The U.S. trade deficit jumped in July as imports soared, despite President Trump’s attempts to change the balance of trade through tariffs. The increase followed China’s imposing retaliatory tariffs on the U.S., suggesting that the threat of a trade war is not quickly lowering the trade deficit.
The Commerce Department reported Wednesday that the trade deficit grew 9.5 percent July to $50.1 billion, up from $45.7 the previous month. The shift was due to declines in soybean and aircraft parts exports and a surge in oil prices, driving the cost of imports higher.
The shift happened despite a series of new tariffs institute by the Trump administration of 25 percent on steel and 10 percent on aluminum imports as well as $50 billion worth of Chinese goods. Further tariffs are expected, including 25 percent ones on another $200 billion of Chinese goods and possible 25 percent tariffs for auto and auto parts imports. The administration has defended the policies as necessary to counter China’s aggressive policies.

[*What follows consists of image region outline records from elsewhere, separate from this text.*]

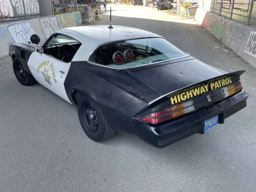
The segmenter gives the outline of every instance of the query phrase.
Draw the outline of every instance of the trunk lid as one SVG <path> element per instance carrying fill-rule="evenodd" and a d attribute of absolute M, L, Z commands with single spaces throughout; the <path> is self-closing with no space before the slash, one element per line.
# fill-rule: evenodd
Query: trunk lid
<path fill-rule="evenodd" d="M 225 72 L 196 59 L 135 71 L 132 74 L 162 95 L 217 77 Z"/>

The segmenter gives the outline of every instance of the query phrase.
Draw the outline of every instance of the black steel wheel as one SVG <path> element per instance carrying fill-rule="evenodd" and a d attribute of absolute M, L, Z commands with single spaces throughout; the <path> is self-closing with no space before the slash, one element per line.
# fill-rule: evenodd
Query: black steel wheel
<path fill-rule="evenodd" d="M 116 133 L 96 102 L 84 94 L 79 97 L 77 113 L 83 130 L 90 139 L 100 141 L 110 138 Z"/>
<path fill-rule="evenodd" d="M 36 83 L 34 77 L 24 70 L 18 58 L 15 57 L 13 59 L 12 66 L 16 78 L 21 84 L 28 86 Z"/>
<path fill-rule="evenodd" d="M 89 129 L 96 132 L 99 127 L 98 116 L 93 106 L 90 103 L 85 103 L 83 106 L 83 118 Z"/>

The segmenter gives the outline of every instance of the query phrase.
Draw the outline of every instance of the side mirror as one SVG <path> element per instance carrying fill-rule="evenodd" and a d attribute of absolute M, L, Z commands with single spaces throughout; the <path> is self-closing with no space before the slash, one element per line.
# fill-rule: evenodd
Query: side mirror
<path fill-rule="evenodd" d="M 40 53 L 44 53 L 44 48 L 43 47 L 37 47 L 36 52 Z"/>
<path fill-rule="evenodd" d="M 36 45 L 38 45 L 40 42 L 40 40 L 39 36 L 36 34 L 32 35 L 30 37 L 30 40 L 31 42 Z"/>

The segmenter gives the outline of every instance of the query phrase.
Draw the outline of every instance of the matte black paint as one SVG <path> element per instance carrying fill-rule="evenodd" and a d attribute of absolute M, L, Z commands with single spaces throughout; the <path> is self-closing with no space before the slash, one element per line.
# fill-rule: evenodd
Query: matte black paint
<path fill-rule="evenodd" d="M 35 51 L 36 47 L 37 47 L 34 46 L 31 44 L 20 43 L 12 44 L 9 47 L 9 55 L 12 58 L 13 58 L 13 56 L 18 57 L 25 71 L 32 76 L 33 75 L 28 66 L 28 61 L 32 53 Z M 25 51 L 25 60 L 20 58 L 20 50 L 21 49 Z"/>
<path fill-rule="evenodd" d="M 20 43 L 9 47 L 10 56 L 17 57 L 31 75 L 27 62 L 36 48 Z M 25 60 L 20 58 L 21 49 L 25 51 Z M 203 134 L 204 121 L 215 115 L 219 115 L 219 123 L 223 123 L 225 118 L 245 107 L 248 95 L 243 90 L 223 99 L 220 89 L 214 90 L 208 93 L 213 99 L 210 103 L 205 101 L 205 94 L 195 97 L 196 111 L 154 126 L 137 117 L 170 106 L 169 93 L 222 75 L 238 81 L 243 72 L 227 74 L 191 56 L 127 69 L 75 62 L 71 62 L 64 85 L 73 104 L 73 91 L 86 94 L 97 102 L 117 131 L 163 147 L 193 134 Z"/>
<path fill-rule="evenodd" d="M 74 90 L 87 94 L 98 103 L 113 128 L 119 132 L 134 135 L 134 129 L 141 129 L 139 127 L 133 130 L 133 117 L 141 117 L 171 105 L 168 95 L 159 101 L 158 98 L 224 74 L 220 70 L 191 56 L 127 69 L 76 62 L 71 63 L 64 84 L 71 101 L 73 101 L 72 92 Z M 240 74 L 236 80 L 239 80 Z M 210 93 L 213 95 L 213 101 L 207 103 L 207 105 L 212 104 L 213 101 L 223 100 L 222 95 L 221 98 L 219 96 L 221 95 L 220 89 L 215 94 L 216 98 L 213 93 Z M 197 102 L 198 108 L 206 106 L 206 94 L 196 97 L 193 99 Z M 155 101 L 149 104 L 154 101 Z"/>
<path fill-rule="evenodd" d="M 211 107 L 202 108 L 171 122 L 152 127 L 135 119 L 132 127 L 135 135 L 149 144 L 162 148 L 196 133 L 204 132 L 205 120 L 219 115 L 219 123 L 246 106 L 248 95 L 242 91 Z"/>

[Trump: ‘Only fools would disagree’ with tariffs — China is ‘doing poorly’]
China hit back by placing tariffs of between 5 and 25 percent on $60 billion worth of U.S goods and has warned of additional responses. Manufacturers have urged the U.S. to hastily resolve the fight, arguing the tariffs are doing far more harm than good.
The trade gap with U.S’s. North American Free Trade Agreement partners shifted in July, with the gap between the U.S. and Mexico shrinking 25.3 percent to $5.5 billion. The deficit with Canada rose 57.6 percent to $3.1 billion. The trade deficit with the European Union soared 50 percent to a record high of $17.6 billion.